A girl in our small town, Phylicia Barnes, went missing the day after Christmas.  She was just 16, and disappeared while visiting her family in Baltimore for the holidays, stepped out to get something to eat, apparently, and vanished.  She was a senior at my childrens' school. The school has rallied around, even held a prayer vigil. 

My oldest son, who is a talented actor and was in acting class with her, didn't participate in the vigil.  I asked him why and he said such things are designed to make us feel better, but he didn't believe they helped her.  I have to say I agree with him.

I see what happens to people, on the small and the large scale, and I can't help but question the purpose.  The answer is the answer God gave to Job, who are you to question me? In essence, there is no purpose.
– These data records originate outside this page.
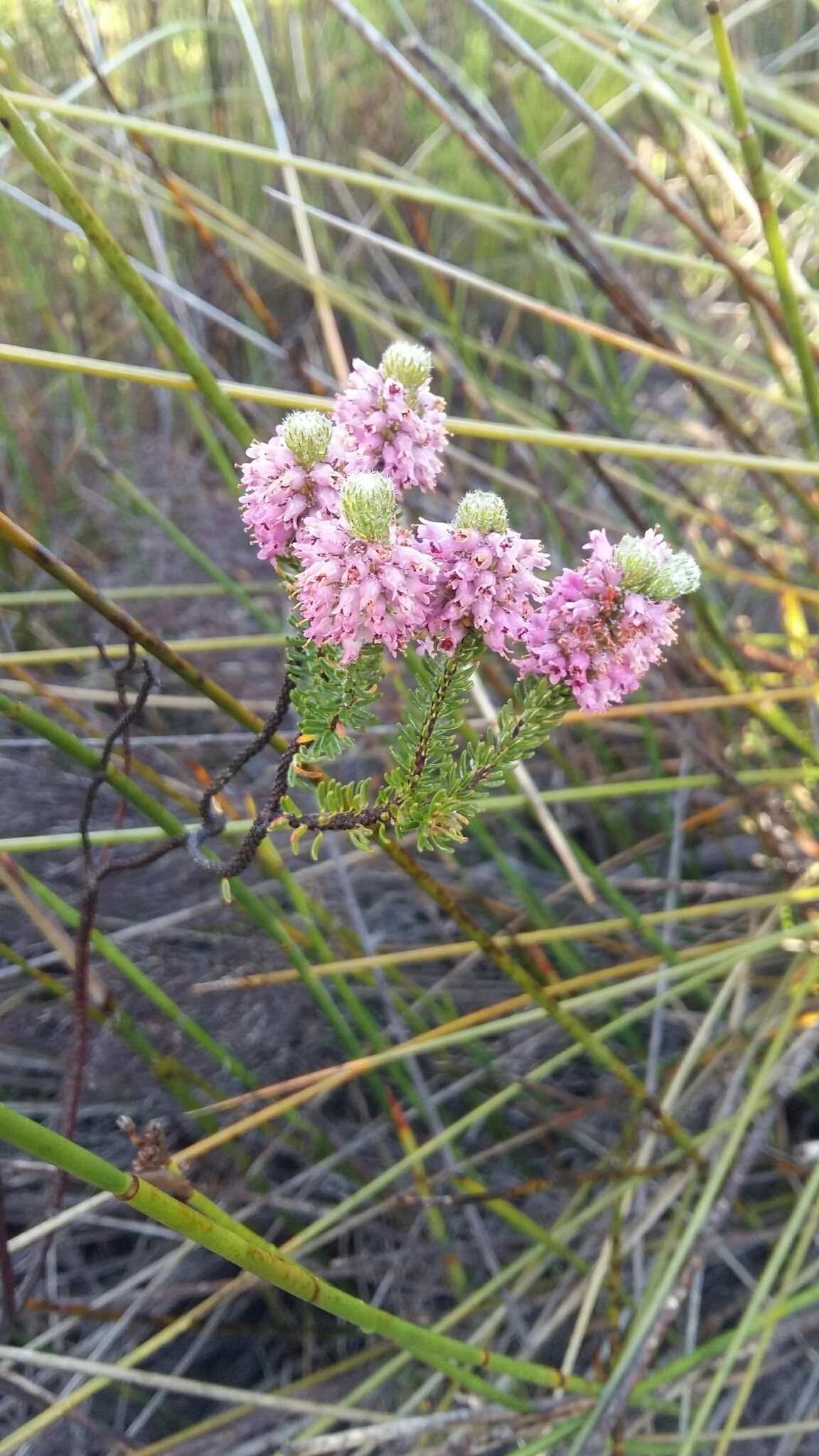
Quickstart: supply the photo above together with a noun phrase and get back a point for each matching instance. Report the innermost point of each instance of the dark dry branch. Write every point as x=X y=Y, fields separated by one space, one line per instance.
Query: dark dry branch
x=245 y=754
x=6 y=1271
x=258 y=829
x=795 y=1064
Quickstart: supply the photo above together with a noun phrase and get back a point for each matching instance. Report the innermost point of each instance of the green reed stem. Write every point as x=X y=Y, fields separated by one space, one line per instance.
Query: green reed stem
x=266 y=1263
x=566 y=1019
x=111 y=252
x=756 y=173
x=124 y=622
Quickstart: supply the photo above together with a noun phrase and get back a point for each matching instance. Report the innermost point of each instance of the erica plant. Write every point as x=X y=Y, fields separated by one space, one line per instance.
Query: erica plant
x=323 y=498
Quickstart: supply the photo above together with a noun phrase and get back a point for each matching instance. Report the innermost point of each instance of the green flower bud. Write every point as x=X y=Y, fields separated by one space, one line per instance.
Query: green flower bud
x=655 y=571
x=412 y=365
x=368 y=505
x=308 y=436
x=481 y=511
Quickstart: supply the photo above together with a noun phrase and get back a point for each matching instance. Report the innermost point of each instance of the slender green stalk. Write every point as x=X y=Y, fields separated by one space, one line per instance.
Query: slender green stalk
x=566 y=1019
x=124 y=622
x=777 y=251
x=59 y=596
x=144 y=504
x=144 y=985
x=266 y=1263
x=802 y=1209
x=140 y=291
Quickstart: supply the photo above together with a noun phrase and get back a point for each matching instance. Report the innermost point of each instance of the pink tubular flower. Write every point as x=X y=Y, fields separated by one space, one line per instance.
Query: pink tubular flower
x=363 y=580
x=394 y=419
x=287 y=476
x=487 y=577
x=594 y=633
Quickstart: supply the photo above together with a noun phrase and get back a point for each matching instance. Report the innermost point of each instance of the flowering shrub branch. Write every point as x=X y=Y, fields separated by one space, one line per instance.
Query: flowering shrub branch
x=323 y=498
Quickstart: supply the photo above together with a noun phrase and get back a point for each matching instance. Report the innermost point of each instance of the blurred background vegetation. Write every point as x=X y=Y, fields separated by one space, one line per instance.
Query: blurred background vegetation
x=564 y=215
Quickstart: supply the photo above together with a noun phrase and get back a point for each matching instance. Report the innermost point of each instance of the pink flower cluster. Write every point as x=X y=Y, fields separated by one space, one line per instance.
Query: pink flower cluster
x=392 y=427
x=326 y=491
x=486 y=582
x=595 y=635
x=280 y=493
x=355 y=592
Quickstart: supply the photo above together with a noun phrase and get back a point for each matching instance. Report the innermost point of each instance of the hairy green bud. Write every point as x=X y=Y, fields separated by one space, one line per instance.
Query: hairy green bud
x=368 y=505
x=308 y=436
x=412 y=365
x=653 y=569
x=481 y=511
Sorry, that's an unsatisfactory answer.

My daughter, though, offered a sweet prayer for her this morning in church.  And I couldn't help but hope her faith somehow made a difference--some kind of difference that is beyond my ken.

We say our little praryers, but the world remains a place in which an innocent 16-year-old is consigned to an uncertain, but horrifyingly uncertain, fate; where my wife's mother, a devout and kind woman, is left to her last years suffering from diabetes and Alzheimers and Parkinson's and my kind friend from church battles cancer, and I--who am not a good person as they are good people--battle with my own mind to find and cling to the blessings I have.

Would it be better--I know it would be easier, certainly--just to embrace the notion that there is no God?  That God is a fairy tale we tell ouselves to fill the awesome, frightening emptiness of the universe.  But perhaps its my upbringing.  I can't go that far. And somehow, I see that as a coward's way out.

I can only say that the answers I have found are unsatisfactory, entirely unsatisfactory, and I am left clinging to the fragile frayed thread of an old faith and turning to those I love for comfort, knowing I deserve none.